141 minutes | MPAA rating: R

For a movie that isn’t actually about anything, “Kingsman: The Golden Circle” is ridiculously diverting.

Those who saw the original “Kingsman: The Secret Service” a few years back will be treated to more of the same, only on steroids.  This sequel is bigger, faster, noisier and funnier than the original.

Plus, this time around writer/director Matthew Vaughn shows a surer hand at balancing the movie’s over-the-top violence with a refined comic sensibility.
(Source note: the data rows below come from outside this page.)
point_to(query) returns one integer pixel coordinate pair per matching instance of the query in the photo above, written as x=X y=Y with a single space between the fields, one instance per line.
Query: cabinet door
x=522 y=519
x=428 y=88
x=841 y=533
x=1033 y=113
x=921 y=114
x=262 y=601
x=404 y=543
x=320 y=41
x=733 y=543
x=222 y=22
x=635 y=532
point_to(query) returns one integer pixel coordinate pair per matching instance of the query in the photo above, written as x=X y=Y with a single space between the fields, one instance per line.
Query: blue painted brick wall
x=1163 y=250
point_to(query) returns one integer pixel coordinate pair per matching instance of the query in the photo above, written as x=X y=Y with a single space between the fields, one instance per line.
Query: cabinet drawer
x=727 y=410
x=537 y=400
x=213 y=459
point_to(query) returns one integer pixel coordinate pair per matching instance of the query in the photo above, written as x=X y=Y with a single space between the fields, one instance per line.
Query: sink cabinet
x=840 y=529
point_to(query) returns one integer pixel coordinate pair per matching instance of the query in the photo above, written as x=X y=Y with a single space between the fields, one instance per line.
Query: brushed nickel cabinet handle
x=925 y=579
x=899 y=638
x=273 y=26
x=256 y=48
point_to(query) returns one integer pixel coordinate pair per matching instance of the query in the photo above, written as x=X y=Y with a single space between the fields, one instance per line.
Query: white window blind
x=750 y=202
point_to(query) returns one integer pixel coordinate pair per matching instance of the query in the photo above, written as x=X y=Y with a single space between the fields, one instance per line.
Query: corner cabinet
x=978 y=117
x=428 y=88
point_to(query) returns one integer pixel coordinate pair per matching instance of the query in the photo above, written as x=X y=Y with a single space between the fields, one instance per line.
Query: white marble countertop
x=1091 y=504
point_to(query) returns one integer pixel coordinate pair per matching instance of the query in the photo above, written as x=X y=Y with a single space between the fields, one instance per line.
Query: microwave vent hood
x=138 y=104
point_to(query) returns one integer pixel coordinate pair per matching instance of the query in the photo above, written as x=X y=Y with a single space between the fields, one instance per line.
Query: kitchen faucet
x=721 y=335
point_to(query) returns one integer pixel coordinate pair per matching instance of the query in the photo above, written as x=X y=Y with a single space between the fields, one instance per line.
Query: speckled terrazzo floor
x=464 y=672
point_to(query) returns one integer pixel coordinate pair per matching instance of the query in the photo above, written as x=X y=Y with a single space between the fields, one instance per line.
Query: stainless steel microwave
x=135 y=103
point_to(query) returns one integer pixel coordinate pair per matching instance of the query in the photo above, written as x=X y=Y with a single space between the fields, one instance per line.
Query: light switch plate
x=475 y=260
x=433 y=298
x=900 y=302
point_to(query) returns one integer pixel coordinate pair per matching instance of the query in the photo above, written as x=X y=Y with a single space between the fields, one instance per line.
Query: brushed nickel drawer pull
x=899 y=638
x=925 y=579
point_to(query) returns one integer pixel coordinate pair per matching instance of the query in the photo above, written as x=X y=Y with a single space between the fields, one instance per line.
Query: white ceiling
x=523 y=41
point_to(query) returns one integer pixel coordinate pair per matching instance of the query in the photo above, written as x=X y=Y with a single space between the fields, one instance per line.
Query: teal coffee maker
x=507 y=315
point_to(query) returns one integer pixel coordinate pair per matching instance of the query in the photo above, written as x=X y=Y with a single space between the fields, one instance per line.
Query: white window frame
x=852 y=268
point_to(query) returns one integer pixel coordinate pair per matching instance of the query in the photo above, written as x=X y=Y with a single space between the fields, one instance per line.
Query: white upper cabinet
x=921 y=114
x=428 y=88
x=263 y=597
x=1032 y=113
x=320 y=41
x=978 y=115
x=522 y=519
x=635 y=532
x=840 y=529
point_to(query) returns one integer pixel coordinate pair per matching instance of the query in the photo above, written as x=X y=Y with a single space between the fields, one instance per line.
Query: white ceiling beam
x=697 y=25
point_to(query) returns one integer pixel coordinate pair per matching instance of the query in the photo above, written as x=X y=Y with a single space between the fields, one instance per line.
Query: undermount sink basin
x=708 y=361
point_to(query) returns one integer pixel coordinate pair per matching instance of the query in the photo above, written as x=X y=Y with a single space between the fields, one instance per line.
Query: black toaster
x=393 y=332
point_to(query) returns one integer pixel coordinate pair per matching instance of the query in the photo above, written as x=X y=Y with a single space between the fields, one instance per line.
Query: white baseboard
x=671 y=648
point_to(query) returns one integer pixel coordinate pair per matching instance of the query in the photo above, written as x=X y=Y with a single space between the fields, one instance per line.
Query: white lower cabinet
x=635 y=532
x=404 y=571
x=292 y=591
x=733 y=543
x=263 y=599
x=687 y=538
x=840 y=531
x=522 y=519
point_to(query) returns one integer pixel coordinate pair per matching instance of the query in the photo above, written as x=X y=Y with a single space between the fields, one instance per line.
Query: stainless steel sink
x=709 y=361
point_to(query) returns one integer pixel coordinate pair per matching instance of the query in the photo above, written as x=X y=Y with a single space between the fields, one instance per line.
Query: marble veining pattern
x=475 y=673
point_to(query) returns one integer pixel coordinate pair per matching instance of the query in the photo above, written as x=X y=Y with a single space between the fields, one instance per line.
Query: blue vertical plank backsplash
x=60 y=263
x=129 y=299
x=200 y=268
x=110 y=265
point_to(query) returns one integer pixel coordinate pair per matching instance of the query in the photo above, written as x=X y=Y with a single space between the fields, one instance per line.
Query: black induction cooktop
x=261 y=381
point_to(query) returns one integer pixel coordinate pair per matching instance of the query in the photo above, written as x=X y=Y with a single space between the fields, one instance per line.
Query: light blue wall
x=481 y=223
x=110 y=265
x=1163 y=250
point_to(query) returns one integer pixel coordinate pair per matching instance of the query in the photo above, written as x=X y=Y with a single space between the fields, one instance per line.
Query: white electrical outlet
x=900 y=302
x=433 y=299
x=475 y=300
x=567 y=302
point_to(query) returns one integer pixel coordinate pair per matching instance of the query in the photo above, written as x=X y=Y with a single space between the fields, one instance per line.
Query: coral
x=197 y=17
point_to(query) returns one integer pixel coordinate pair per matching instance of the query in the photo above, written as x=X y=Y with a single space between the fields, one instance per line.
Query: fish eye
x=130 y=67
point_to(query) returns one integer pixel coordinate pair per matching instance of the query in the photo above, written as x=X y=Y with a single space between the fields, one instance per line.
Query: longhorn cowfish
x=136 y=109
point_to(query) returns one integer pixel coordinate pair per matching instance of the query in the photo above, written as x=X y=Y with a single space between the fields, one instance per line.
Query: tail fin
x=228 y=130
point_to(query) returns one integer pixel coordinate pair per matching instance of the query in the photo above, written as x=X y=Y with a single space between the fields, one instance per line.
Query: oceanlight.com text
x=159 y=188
Things begin with our hero Eggsy (Taron Egerton) trying to juggle his duties as a member of the super-secret Kingsman security apparatus against his romance with Tilde (Hanna Alström), an honest-to-God Swedish princess.  For a former car thief with a taste for a white rapper wardrobe (sweats, ball caps), Eggsy has come a long way in a brief time.

But it all comes crashing down when the entire Kingsman operation is destroyed in one fell swoop.  The only survivors are Eggsy (who was having dinner with the King of Sweden when it all happened) and the bald, tech-savvy Merlin (Mark Strong).

What happened? Well, an international drug lord named Poppy (Julianne Moore) and her Golden Circle gang are clearing the deck prior to a big push for world domination.  A nostalgia freak, Poppy lives in seclusion in the Cambodian jungle in her own private theme park…imagine Disneyland’s Main Street U.S.A. redone with a “Happy Days” theme.

She’s even kidnapped Elton John (playing himself) so that he can perform her favorite hits at will. (This year’s best bit of celebrity casting.)

Seeking allies, Eggsy and Merlin travel to Kentucky where they encounter the Statesmen, their Yank counterparts, a band of American free agents posing as a distilling concern.  These cowboys — literally…we’re talking Stetsons, boots and electric bullwhips capable of slicing steel — have names like Champagne (Jeff Bridges), Tequila (Channing Tatum), Whiskey (Pedro Pascal) and Ginger (Halle Berry).

Oh yes…the Statesmen have been providing shelter to an amnesiac who has suffered a rather nasty bullet wound in the noggin.  He is, of course, Harry Hart aka Galahad (Colin Firth), Eggsy’s mentor and a fatality (or so we thought) in the first film. (I’m not giving anything away here…Firth is all over the ads.)